To help combat sun-related health issues, here are five ways for seniors to stay safe in the sun:
#1: Apply sunscreen (even indoors!)
Did you know that the skin is the body’s largest organ? That’s one reason why skin cancer, or melanoma, is the most common cause of cancer. Every day in the United States, more than 9,500 people are diagnosed with melanoma. Thankfully, skin cancer is also one of the most preventable forms of cancer. Be sun smart by wearing sunscreen daily!
Contrary to popular belief, protecting your skin when you’re indoors is just as important as protecting it outdoors. UV rays are able to sneak through glass windows, which is why it’s best to wear sunscreen when you’re inside—even when you’re in the car! The easiest way to protect your skin is by wearing and reapplying a broad-spectrum sunscreen with an SPF of at least 30. It’s also a good idea to check the expiration date on your sunscreen before applying. Most sunscreens last for 2-3 years, but they may not be as effective if the bottle is exposed to excessive heat.
#2: Wear protective clothing
Another way to stay sun safe is to wear protective clothing when outdoors. If shade is unavailable, opt for sun-protective apparel, which can help to absorb or block harmful UV rays and prevent sun damage. Look for clothing that has a UPF (Ultraviolet Protection Factor) of at least 30 to help shield your skin from the sun. Not only will you protect your skin, but you’ll stay cool in the summer heat!
#3: Protect your eyes
In addition to sunscreen and sun-protective clothing, make sure to protect your eyes with a high-quality pair of sunglasses that offers 99 to 100% UVA and UVB protection. Sunglasses help to protect the delicate area of skin around the eyes from the sun, and may delay the onset of eye conditions such as macular degeneration, which often comes with age. A good pair of sunglasses may also help slow the progression of glaucoma and ease discomfort from light sensitivity.
#4: Limit time spent outdoors
Did you know that you can experience sun damage on sunny and overcast days?

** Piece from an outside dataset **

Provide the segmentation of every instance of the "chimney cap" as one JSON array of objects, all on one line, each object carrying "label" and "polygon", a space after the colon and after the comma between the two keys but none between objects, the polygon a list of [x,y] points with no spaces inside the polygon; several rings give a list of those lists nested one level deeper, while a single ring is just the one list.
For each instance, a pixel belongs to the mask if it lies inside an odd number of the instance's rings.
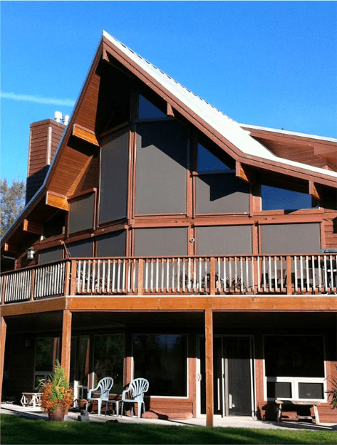
[{"label": "chimney cap", "polygon": [[55,115],[55,120],[56,122],[61,122],[62,120],[62,112],[56,111],[54,115]]}]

Up to 80% of UV rays can penetrate through clouds, and there’s often a greater risk of sunburn on cloudy days because people are not as aware of their sun exposure. Whether it’s sunny or cloudy out, it’s a good idea to wear sunscreen and be aware of the potential for sun damage.
If you’re planning a day of outdoor fun, monitor the amount of time you spend in direct sunlight and try to opt for more shaded areas. Bring plenty of water to help prevent heat-related conditions like dehydration, heat exhaustion, and heatstroke, which can be more common among older adults.

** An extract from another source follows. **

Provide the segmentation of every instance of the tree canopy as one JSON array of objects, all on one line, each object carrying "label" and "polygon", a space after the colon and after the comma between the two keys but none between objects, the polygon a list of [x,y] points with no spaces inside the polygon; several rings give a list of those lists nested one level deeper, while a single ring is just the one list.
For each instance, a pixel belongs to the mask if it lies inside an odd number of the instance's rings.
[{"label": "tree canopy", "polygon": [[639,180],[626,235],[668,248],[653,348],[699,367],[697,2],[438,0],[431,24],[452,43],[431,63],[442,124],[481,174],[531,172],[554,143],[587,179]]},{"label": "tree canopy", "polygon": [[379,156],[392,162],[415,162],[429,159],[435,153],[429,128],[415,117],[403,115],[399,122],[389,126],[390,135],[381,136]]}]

#5: Visit your dermatologist
Just as you see your general physician every year for a physical exam, it’s important to schedule dermatology appointments annually or whenever you have a skin concern. By visiting a dermatologist regularly, you can be proactive about your skin health and address any potential issues early, before they become more serious health conditions. Your dermatologist can also provide you with educational resources to help you keep your skin healthy and safe as you get older.
Stay sun safe all year round!
August may be National Summer Sun Safety Month, but you can take steps to protect your skin from the sun throughout the year. Keep yourself protected by applying a sunscreen of at least SPF 30, wearing protective clothing and sunglasses, limiting time in the sun, and visiting your dermatologist regularly.
Remember, skin health is an essential part of healthy aging. Take steps to prevent prolonged sun exposure now—you’ll be glad you did!